2026年3月23日(月)

21世紀の安全保障論

2026年3月23日

 高市早苗首相とトランプ米大統領との首脳会談は、米国の建国250年を祝して日本が寄贈した桜の苗木を挟んで2人が笑顔で並び、会談後の夕食会では、首相自らトランプ氏を「最強のバディ(相棒)だと確信している」と持ち上げるなど、政府関係者からは「素晴らしい展開だった」といった安堵の声が広がっている。

(首相官邸HPより)

 米国とイスラエルによるイラン攻撃で、中東情勢が極度に緊迫する情勢の中で行われた今回の首脳会談。事実上封鎖されたホルムズ海峡に、タンカーなどの商船警護のために自衛隊の艦艇を派遣するようトランプ氏から強く求められるのではないか――が、首脳会談の焦点であり、政府にとって最大の懸念でもあった。

 訪米前の国会で、高市首相は「法律に従って、できることはできる、できないことはできないとしっかり伝える」と答弁した通り、首脳会談でも、戦闘が続く中での自衛隊の艦艇派遣は法的制約が多いという日本の実情を説明した。
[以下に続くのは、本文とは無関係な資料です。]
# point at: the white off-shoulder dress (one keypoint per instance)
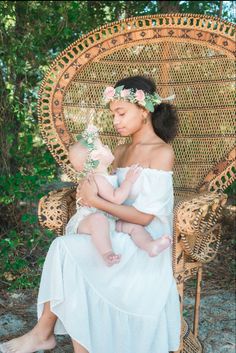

首脳同士の問答について、高市氏は「機微なやり取りだ」として明言を避けたが、説明を聞いたトランプ氏が、艦艇派遣を重ねて要求することはなかったという。

 同盟国としての懸念はひとまず和らいだわけだが、エネルギーや食料など資源の多くを海外、しかも海上輸送に依存する日本にとって、根源的な問題、すなわち「海外で危機が発生した時、日本のタンカーを誰が守るのか」という問いへの答えは早急に出さなければならない。それはホルムズ海峡だけで発生する危機ではないからだ。